Here’s what I would tell a younger version of myself and my thoughts on it.

There’s a specific moment in life when we realize what we’re truly talented at. I rushed to class five seconds before the bell rang and grabbed my seat. It was never a big deal being late in this class. We were the smart kids. Once you tested for gifted or accelerated classes the teachers treated you like celebrities. Of course I still blended into the sea of students when it came to everything else. But not in this class. I could of walked in as late as I liked. All fourteen of us gifted students knew we had this priviledge.

But I would never take advantage of it… at least not in this class. I loved math. It was my first true love. And if math was my first love, today in class was the day we fell in love. The teacher sat us all down and instead of teaching the concepts straight to the point. She opted to challenge us with a quick math brainteaser. Nothing made me more excited as kid. The prompt was to add up all the numbers from one to one hundred in the quickest amount of time. She clicked the clock to start. Everyone started writing.

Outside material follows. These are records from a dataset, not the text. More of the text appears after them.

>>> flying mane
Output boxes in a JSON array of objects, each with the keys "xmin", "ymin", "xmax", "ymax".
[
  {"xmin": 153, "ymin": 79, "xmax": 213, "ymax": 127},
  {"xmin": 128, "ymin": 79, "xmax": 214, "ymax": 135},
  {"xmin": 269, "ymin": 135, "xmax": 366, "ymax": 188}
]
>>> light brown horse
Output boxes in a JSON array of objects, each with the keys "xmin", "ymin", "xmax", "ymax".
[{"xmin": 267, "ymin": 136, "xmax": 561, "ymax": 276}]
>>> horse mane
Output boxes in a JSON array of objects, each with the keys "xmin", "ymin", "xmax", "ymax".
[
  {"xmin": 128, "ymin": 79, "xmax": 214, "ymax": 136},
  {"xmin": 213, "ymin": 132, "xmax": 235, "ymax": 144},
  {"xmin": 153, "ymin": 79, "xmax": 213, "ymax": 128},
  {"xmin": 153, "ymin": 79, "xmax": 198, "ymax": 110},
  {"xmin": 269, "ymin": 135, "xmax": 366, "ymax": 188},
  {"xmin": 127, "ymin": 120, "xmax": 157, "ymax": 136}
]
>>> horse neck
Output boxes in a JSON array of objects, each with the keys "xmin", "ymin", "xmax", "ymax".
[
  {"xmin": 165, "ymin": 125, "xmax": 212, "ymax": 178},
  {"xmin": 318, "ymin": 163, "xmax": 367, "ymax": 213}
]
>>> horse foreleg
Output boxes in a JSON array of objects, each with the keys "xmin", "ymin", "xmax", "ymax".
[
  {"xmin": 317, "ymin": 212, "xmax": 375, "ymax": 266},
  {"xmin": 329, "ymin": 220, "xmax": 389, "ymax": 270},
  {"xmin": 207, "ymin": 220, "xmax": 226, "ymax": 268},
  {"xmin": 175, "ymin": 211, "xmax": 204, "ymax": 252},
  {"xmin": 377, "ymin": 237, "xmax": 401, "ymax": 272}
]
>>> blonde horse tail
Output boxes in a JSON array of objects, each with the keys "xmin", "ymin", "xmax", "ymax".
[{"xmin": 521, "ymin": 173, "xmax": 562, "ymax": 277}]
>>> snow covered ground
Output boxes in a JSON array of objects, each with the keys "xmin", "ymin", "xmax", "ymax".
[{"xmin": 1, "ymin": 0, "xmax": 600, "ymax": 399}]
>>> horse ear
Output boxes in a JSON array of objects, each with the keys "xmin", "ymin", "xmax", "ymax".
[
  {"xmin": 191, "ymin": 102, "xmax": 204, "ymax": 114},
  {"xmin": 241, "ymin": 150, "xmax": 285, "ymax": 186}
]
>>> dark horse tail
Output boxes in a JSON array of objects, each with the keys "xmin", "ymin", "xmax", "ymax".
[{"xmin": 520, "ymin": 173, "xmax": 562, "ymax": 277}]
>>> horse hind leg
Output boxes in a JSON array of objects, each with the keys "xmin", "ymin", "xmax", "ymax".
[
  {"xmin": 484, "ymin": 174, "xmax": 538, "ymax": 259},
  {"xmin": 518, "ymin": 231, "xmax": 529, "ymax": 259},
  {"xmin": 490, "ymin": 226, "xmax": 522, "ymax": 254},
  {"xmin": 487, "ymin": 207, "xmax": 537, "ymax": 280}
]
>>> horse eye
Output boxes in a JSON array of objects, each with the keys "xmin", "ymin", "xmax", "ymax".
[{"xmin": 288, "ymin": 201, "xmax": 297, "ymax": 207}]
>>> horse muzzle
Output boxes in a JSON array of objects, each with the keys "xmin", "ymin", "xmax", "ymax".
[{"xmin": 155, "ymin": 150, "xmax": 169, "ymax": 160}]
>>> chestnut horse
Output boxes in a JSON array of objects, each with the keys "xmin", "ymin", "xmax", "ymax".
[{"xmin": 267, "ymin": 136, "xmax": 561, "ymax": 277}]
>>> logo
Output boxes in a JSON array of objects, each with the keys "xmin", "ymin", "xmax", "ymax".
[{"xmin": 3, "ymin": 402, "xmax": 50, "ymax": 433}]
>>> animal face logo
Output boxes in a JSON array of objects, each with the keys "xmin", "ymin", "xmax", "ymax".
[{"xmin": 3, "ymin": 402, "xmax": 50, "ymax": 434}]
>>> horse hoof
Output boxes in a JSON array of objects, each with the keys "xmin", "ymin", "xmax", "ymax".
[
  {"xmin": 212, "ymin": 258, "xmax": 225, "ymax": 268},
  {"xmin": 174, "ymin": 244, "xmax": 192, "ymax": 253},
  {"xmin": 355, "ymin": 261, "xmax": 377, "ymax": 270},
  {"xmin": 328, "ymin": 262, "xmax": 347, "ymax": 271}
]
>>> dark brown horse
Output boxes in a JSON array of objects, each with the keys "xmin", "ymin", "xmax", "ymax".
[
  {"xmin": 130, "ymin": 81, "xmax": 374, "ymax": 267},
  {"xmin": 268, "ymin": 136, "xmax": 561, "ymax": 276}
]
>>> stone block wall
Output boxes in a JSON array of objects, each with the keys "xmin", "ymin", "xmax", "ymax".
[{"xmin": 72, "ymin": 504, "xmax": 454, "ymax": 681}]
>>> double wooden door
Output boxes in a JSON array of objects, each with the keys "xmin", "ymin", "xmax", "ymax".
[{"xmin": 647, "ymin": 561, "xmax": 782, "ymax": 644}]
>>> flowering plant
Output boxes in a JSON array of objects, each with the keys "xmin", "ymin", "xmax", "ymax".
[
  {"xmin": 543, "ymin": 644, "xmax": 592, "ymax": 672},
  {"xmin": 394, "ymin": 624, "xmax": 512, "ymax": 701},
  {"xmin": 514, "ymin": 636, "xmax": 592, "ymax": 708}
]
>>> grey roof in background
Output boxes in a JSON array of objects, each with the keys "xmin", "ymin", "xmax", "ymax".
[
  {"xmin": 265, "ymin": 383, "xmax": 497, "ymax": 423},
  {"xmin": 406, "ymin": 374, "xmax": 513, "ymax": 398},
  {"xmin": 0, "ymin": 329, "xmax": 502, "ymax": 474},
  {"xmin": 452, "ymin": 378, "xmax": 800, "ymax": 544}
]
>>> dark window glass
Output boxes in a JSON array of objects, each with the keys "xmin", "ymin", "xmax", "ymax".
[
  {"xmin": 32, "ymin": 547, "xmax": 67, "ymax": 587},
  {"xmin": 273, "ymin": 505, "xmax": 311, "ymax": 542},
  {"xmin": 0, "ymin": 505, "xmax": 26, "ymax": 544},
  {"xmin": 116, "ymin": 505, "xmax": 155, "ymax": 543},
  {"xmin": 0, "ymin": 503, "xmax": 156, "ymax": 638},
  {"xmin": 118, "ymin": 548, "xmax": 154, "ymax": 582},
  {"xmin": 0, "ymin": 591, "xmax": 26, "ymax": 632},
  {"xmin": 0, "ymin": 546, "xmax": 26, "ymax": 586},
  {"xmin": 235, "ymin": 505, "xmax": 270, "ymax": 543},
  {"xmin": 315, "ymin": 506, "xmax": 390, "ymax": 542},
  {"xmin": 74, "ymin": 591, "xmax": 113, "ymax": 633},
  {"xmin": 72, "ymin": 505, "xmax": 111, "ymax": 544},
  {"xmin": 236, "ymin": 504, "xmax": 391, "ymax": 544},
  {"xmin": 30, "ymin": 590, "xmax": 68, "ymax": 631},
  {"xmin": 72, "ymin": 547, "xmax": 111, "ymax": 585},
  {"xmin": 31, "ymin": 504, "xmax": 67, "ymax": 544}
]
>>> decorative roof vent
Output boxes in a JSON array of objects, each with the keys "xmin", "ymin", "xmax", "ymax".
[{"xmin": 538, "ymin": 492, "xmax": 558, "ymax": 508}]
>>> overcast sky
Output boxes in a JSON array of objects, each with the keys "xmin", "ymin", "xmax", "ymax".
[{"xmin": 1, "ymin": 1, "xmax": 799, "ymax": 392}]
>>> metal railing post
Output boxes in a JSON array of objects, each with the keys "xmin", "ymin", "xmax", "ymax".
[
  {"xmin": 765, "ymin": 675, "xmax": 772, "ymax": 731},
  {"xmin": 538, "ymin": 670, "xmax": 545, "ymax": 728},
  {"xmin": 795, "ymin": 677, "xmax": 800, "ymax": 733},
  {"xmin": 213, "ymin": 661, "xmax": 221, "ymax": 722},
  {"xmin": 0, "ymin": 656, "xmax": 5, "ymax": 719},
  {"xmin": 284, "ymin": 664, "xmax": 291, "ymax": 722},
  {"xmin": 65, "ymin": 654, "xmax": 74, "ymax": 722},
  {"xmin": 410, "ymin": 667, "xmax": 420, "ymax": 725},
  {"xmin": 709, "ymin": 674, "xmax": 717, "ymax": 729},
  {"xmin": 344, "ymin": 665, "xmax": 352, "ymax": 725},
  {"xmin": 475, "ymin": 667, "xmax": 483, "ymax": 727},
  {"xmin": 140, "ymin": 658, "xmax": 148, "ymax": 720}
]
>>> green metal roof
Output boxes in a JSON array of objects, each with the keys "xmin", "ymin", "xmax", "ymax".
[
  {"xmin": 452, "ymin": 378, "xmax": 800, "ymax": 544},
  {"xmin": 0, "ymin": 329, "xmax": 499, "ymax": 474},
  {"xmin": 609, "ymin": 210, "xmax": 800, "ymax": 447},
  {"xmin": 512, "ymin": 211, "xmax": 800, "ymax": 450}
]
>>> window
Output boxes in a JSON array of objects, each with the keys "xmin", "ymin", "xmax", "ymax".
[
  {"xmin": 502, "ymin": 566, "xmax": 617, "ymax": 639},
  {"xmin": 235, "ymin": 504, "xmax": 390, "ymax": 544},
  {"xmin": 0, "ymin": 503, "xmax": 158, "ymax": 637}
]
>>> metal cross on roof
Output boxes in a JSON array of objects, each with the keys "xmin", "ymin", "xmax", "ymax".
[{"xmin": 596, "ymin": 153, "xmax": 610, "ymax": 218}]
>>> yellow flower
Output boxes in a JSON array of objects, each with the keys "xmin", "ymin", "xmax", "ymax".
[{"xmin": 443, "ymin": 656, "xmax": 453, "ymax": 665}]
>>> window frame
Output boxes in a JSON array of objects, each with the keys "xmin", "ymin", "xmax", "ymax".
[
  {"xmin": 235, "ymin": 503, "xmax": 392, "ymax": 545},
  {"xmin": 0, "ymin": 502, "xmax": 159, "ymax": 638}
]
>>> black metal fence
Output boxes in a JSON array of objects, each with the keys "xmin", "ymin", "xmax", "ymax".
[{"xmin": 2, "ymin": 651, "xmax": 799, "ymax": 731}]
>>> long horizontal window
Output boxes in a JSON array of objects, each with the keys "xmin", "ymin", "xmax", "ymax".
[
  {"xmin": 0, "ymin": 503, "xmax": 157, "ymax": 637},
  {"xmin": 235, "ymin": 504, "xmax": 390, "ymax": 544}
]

I sat. They were rushing trying to add each integer back to back on a sheet of paper. Ten seconds went by. Nobody was anywhere close being done adding it all up. Then it hit me. I did a quick calculation in my head. I walked up to the teacher and told her my answer. She was shocked and had a small grin on her face. I had no paper. I had no calculator. And there was still nine whole minutes on the clock. Clearly I had broken the system. When the ten minutes was up, the teacher asked me to explain my thought process to the class.

I told them there was a simple pattern I noticed with the challenge. Each number from one to one hundred can be combined with another number to make an even one hundred. 1 + 99 = 100. 12 + 88 = 100. 30 + 70 = 100. Even 0 + 100 = 100. This works for every number one to one hundred except for fifty. I split the difference multiplied it by 100 and added the fifty on and the end. It was simple. The class was in shook. The teacher smiled. And I knew that day that I had a gift.

My mind was a special one. It has always been the key differentiator from the world and me. I was always thinking and looking for patterns everywhere in life. I could make calculations in my mind easily that often took lots of work. I could understand complex concepts in different ways. I would see problems from unique perspectives that brought about novel solutions. I was blessed with a great mind. It was my quirk. It was my superpower. I had a mind that was truly one of a kind.

But what I’ve learned now is that when you have something special there will be forces working to strip it away from you. Every superpower has a weakness. And I thought with a mind like mine I was invincible. But I’m not. I have a kryptonite like any other superhero. And I would tell my younger self to protect my mind with all my might. It’s the only one I have. And it’s more powerful than I could ever know. I don’t live so naively anymore. There are forces working against me and people that want my power. I have to protect my mind at all cost. Now I understand that with great power, comes great responsibility.

What is your superpower?

Are you protecting your superpower with all your might?

What one thing would you tell your younger self?